# A Science Question About Gravity

#### Tiburon

##### Well-known member
Got it. But when we try to account for the effect of air resistance, do we do so by subtracting r from f or by subtracting r from a? Why is the equation, a=(f-r)/m, rather than a=(f/m)-r?

Suppose, for example, the force wasn't constant, as with gravity, but just an initial push (as with two sleds on a flat surface). The air resistance wouldn't affect the force, then, but it would affect the acceleration. (To maybe make the point clearer, let's say the sleds got the initial push, then went through a vacuum, then encountered air resistance.) Would it still make sense to subtract r from f?
I agree it should be a=(f/m)-r regardless of whether it's travelled through a vacuum.

#### LifeIn

##### Well-known member
Got it. But when we try to account for the effect of air resistance, do we do so by subtracting r from f or by subtracting r from a? Why is the equation, a=(f-r)/m, rather than a=(f/m)-r?
Because that's not how physics works. The effect of air resistance is to exert a force on the object moving through the air. That force is independent of the mass of the object. The effect of that force on the acceleration, however, is dependent on the mass of the object.

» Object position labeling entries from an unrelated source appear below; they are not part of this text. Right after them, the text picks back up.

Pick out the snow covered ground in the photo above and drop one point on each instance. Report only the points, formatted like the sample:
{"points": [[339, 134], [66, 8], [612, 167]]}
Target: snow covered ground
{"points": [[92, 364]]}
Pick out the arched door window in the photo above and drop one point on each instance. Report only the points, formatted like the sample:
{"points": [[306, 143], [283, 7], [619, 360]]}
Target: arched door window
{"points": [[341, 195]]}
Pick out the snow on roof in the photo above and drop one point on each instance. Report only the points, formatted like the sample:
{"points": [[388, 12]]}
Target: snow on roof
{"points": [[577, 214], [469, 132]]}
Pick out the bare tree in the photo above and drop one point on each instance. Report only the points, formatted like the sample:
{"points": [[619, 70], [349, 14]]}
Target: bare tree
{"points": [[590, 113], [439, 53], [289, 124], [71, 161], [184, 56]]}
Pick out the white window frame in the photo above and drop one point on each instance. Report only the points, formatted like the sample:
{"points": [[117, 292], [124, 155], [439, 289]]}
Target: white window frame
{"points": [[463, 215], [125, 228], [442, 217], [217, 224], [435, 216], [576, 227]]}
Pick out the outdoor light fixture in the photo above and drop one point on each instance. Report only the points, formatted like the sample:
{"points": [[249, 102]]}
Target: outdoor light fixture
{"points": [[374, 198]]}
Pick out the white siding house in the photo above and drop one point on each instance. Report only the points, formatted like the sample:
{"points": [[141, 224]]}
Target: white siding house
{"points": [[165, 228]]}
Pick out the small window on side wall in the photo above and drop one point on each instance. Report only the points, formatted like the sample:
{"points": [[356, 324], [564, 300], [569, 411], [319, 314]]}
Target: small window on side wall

Suppose, for example, the force wasn't constant, as with gravity, but just an initial push (as with two sleds on a flat surface). The air resistance wouldn't affect the force, then, but it would affect the acceleration.
In that case f1 = f2 = 0 and the equations still hold, even on a flat surface. Therefore the acceleration would be (0-r)/m, or -r/m, which is a negative number, meaning the velocity is decreasing.

#### The Pixie

##### Well-known member
The way a blade works is the pressure causes the ice the melt (Le Chatelier's principle, as ice is less dense than water), and the water acts as a lubricant.

Is it possible that a greater weight enhances that effect, perhaps by producing more water or producing it faster?